I had a couple of ideas for a blog post this week – and then I watched Stranger Things 4. I had to write something about Vecna.
I’ve been thinking for a while about a series of articles on the 5e hardback campaign-adventures and their final boss fights: Strahd, Zariel, Halaster Blackcloak, and so on. Vecna doesn’t appear in any of these adventures, but he absolutely fits the bill. At CR 26, he should absolutely destroy any party of Tier 3 or below, and even characters of 17th level or higher could get their asses whooped.
In this article, I’m attempting to follow the methods of the awesome Keith Ammann, who you might know from his Ennie Award–winning blog, The Monsters Know What They’re Doing. Ammann’s blog starts from this principle:
Any creature that has evolved to survive in a given environment instinctively knows how to make the best use of its particular adaptations.
However, I am deviating somewhat from Ammann in that he deliberately steers clear of giving tactical advice for final boss fights and explains his reasoning for doing so here. I respect his reasoning. In fact, I don’t fundamentally disagree with him. Normally, going through the abilities of a unique boss monster would be a big spoiler, and there’s a lot to be said for taking the time to digest the monster’s stat block on your own. In this instance, though, Vecna is free content on D&D Beyond, and . . . well, I just thought it was fun. Let me know in the comments if you think posts like this are a spoiler too far – or whether you want more of them!

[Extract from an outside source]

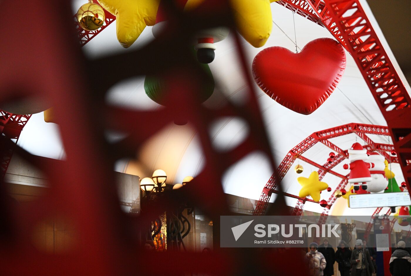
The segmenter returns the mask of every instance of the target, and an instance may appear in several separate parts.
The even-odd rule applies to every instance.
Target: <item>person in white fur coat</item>
[[[312,242],[309,245],[310,251],[305,255],[308,262],[308,270],[310,276],[322,276],[327,265],[326,258],[321,253],[318,252],[318,244]]]
[[[368,157],[368,161],[374,164],[374,167],[369,169],[372,180],[368,182],[368,192],[377,193],[383,191],[388,185],[388,179],[385,176],[385,157],[376,151],[374,151]]]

Let’s get going. The full stats for Vecna the Archlich can be found here on D&D Beyond. However, a big question we need to ask first is, does he have the book of vile darkness?
The Book of Vile Darkness
The core properties of this artifact do little to change the complexity of the encounter. The two main abilities Vecna would gain are command evil (he already has dominate monster) and dark speech (which I can’t see him using, personally: 3d6 psychic damage on a 15-ft radius is paltry).
Much more complicated are the random properties of the artifact. You would need to roll six minor properties (three beneficial, three detrimental) and three major properties (one beneficial, two detrimental). Vecna could end up with new spells, new resistances, regeneration, or new vulnerabilities. I won’t even begin to analyse the various permutations that are possible.
Personally, while the book of vile darkness is fun, I think it’s more trouble than it’s worth to incorporate into a boss fight. I see it more as a reward (if you can call it that) for once Vecna has been vanquished.
A better alternative, in my opinion, is the lair actions provided in ‘Don’t Say Vecna’, a free 20th-level adventure published on D&D Beyond. I’m a big fan of lair actions in general, and I think these are not just easier to run but also much more interesting than anything the artifact gives you.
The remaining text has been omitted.